Sunday, November 12, 2017

Desa Wisata Menggeliat

Kampung Tematik Mulai Menarik Wisatawan
Program Kampung Tematik di Kota Semarang, Jawa Tengah, terbukti meningkatkan kunjungan wisata ke sejumlah lokasi yang sebelumnya tidak dilirik turis. Pergerakan roda ekonomi di kampung tematik ikut mengurangi kemiskinan.

Kepala Bidang Industri Pariwisata Dinas Kebudayaan dan Pariwisata Kota Semarang, Syamsul Bahri Siregar, Senin (24/7), mengatakan, program Kampung Tematik bertujuan mendorong wilayah kumuh menjadi tempat yang layak agar warganya berkreasi dan mendapat penghasilan. “Kampung yang sebelumnya kumuh bisa berubah. Seperti Kampung Randusari yang kini jadi kampung pelangi setelah rumah-rumah kumuh di lereng Bukit Brintik dicat warna-warni dan menjadi lebih bagus. Kini, banyak orang datang ke kampung pelangi untuk berwisata,” ujar Syamsul.


Sejak dicanangkan dua tahun lalu, sudah terwujud 32 kampung tematik. Pemkot Semarang menyiapkan anggaran Rp 200 juta sebagai dana stimulan bagi warga yang mengubah kampungnya menjadi kampung tematik. Perubahan harus sesuai dengan karakter kampung, misalnya kampung batik, kampung sentra bandeng, kampung hidroponik, kampung industri rumahan, ataupun kampung agro.

Meski gairah warga mulai tumbuh, mereka belum begitu terlibat dalam memperoleh manfaat kunjungan itu. Padahal, ketika kampung tematik terbangun, warga setempat dapat membuka kafe, kerajinan tangan, atau menyajikan kuliner lokal.

KOMPAS/ADITYA PUTRA PERDANA--Sawah dan kolam ikan terhampar di kawasan Desa Wisata Kandri, Kecamatan Gunungpati, Kota Semarang, Jawa Tengah, Senin (24/7). Di desa itu, wisata yang ditawarkan adalah outbound untuk merasakan langsung aktivitas warga desa, seperti bertani, beternak, dan berkebun. Pada 2016, kunjungan ke Desa Wisata Kandri sekitar 5.000 orang.

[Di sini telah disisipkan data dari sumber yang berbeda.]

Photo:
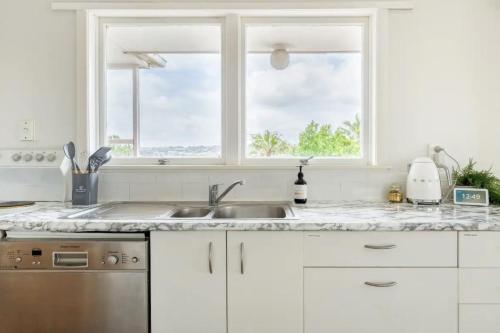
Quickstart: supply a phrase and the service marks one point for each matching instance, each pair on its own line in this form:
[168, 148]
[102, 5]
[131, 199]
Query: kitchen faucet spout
[215, 198]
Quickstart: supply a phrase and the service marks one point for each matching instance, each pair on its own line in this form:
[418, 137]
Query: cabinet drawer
[414, 300]
[380, 249]
[479, 318]
[479, 285]
[479, 249]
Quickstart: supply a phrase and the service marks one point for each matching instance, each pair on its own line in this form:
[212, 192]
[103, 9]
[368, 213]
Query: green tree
[352, 128]
[322, 140]
[269, 144]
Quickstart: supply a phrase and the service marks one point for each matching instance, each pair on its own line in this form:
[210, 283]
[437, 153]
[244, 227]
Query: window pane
[314, 105]
[181, 107]
[179, 86]
[119, 125]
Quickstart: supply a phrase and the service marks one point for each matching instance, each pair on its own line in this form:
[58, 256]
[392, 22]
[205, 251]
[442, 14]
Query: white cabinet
[478, 318]
[479, 280]
[380, 300]
[380, 249]
[479, 249]
[188, 282]
[264, 282]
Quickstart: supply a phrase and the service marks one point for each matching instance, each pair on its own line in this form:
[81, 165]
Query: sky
[180, 104]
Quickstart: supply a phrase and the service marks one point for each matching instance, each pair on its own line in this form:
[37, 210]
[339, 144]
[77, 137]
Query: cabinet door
[188, 282]
[479, 318]
[264, 282]
[403, 300]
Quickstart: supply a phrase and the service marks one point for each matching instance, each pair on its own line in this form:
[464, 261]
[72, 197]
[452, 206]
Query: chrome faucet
[213, 192]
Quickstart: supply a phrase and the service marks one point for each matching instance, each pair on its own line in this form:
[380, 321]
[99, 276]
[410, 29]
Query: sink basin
[193, 212]
[125, 211]
[252, 212]
[161, 211]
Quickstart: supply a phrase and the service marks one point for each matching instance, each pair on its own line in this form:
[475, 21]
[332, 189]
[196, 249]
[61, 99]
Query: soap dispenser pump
[300, 188]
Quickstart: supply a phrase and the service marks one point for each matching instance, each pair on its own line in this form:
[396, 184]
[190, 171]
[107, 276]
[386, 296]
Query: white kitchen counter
[341, 216]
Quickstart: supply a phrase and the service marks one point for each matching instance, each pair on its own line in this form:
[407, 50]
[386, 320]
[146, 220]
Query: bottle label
[300, 192]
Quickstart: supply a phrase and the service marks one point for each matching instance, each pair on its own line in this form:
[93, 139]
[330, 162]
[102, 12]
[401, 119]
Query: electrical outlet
[27, 130]
[430, 150]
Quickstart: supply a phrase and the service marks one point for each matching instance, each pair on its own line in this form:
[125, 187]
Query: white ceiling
[207, 39]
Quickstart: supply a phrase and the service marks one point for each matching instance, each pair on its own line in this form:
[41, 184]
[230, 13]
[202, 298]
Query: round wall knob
[51, 157]
[112, 260]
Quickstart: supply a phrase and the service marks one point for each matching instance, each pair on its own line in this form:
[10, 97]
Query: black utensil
[105, 160]
[70, 152]
[97, 157]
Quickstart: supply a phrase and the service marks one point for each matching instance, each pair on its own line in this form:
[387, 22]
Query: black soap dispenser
[300, 188]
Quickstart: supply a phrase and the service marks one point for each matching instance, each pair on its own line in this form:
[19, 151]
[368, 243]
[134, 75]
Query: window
[304, 90]
[191, 91]
[164, 90]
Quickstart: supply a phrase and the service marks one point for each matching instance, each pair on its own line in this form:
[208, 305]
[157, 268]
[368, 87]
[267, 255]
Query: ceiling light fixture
[280, 58]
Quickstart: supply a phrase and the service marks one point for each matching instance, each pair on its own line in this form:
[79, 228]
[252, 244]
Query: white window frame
[366, 119]
[88, 51]
[102, 137]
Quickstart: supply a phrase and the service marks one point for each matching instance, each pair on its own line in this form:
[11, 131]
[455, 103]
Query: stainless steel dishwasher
[73, 283]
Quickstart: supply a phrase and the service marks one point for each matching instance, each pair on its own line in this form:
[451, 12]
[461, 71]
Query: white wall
[443, 88]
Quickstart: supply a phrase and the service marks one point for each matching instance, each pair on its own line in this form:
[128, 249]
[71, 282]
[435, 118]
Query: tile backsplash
[267, 185]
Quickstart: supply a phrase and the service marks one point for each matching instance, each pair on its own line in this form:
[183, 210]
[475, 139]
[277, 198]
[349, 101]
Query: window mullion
[232, 88]
[136, 110]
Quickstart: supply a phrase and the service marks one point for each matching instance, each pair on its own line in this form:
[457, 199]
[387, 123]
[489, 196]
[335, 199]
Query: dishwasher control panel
[67, 254]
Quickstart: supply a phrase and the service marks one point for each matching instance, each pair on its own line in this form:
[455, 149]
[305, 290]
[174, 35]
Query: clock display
[471, 196]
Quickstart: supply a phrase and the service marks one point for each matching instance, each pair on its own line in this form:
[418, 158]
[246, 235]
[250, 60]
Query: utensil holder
[85, 189]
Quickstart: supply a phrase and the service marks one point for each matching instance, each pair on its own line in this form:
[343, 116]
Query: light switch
[27, 130]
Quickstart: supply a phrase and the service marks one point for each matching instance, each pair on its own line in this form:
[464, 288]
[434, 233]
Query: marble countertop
[340, 216]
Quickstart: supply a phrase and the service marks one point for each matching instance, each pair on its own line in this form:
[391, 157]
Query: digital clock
[471, 196]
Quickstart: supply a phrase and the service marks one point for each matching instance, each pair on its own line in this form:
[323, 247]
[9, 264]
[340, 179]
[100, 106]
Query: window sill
[156, 168]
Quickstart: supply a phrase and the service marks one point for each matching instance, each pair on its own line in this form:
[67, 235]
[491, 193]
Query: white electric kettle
[423, 185]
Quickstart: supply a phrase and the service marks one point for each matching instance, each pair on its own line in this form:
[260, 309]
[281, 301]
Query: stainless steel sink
[126, 211]
[171, 211]
[257, 211]
[191, 212]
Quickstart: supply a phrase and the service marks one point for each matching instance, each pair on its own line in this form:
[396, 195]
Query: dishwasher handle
[70, 259]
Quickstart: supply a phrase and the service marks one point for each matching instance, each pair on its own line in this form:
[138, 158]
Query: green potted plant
[470, 176]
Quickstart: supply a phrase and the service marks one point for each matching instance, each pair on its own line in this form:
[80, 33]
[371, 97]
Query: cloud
[325, 88]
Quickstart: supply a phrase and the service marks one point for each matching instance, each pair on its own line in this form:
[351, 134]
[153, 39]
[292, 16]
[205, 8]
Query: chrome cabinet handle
[381, 284]
[380, 247]
[242, 258]
[210, 257]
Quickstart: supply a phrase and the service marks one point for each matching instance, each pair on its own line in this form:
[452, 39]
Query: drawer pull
[381, 284]
[210, 257]
[242, 258]
[380, 247]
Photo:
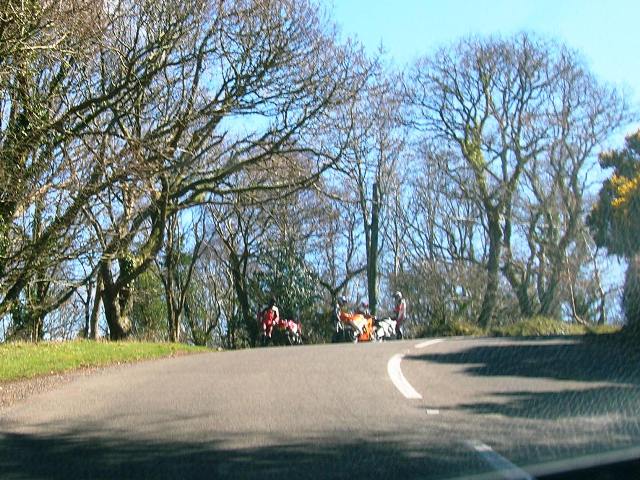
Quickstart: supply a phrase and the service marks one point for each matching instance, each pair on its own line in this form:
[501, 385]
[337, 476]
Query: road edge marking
[398, 379]
[500, 464]
[428, 343]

Menurut Lurah Wonolopo, Kecamatan Mijen, Nujuladin Anto, wilayahnya ditetapkan sebagai Kampung Sehat karena menjadi sentra perajin jamu gendong dengan rempah-rempah seperti jahe merah, kunir, dan tanaman obat lain. Namun, belum ada kafe untuk gerai jamu sehat. Seluruh hasil olahan dipasarkan ke luar sehingga wisatawan belum dapat menikmati jamu seduhan khas kampung jamu.

Kualitas pengelolaan
Kepala Bidang Pengembangan Destinasi Pariwisata Dinas Kepemudaan, Olahraga, dan Pariwisata Provinsi Jateng Prambudi Trajutrisno menilai, potensi desa yang menawarkan kearifan lokal di sejumlah daerah belum diikuti kualitas pengelolanya. Peningkatan mutu sumber daya manusia melalui pemberdayaan warga menjadi kunci agar desa wisata kian berkembang.

“Mereka masih butuh pendampingan. Pengelolaan dan pengorganisasian desa wisata masih lemah. Melalui pelatihan dan bimbingan teknis, kami dorong mereka, paling tidak, dapat memenuhi konsep dasar wisata Sapta Pesona (aman, tertib, bersih, sejuk, indah, ramah, dan kenangan),” kata Prambudi.

Di Jateng, ada sekitar 400 desa wisata, 147 desa di antaranya sudah ditetapkan lewat surat keputusan (SK). Adapun sejumlah desa wisata yang telah dikelola baik antara lain Dieng Kulon, Kabupaten Banjarnegara; Kampung Wayang, Kabupaten Wonogiri; dan Kandri di Kota Semarang.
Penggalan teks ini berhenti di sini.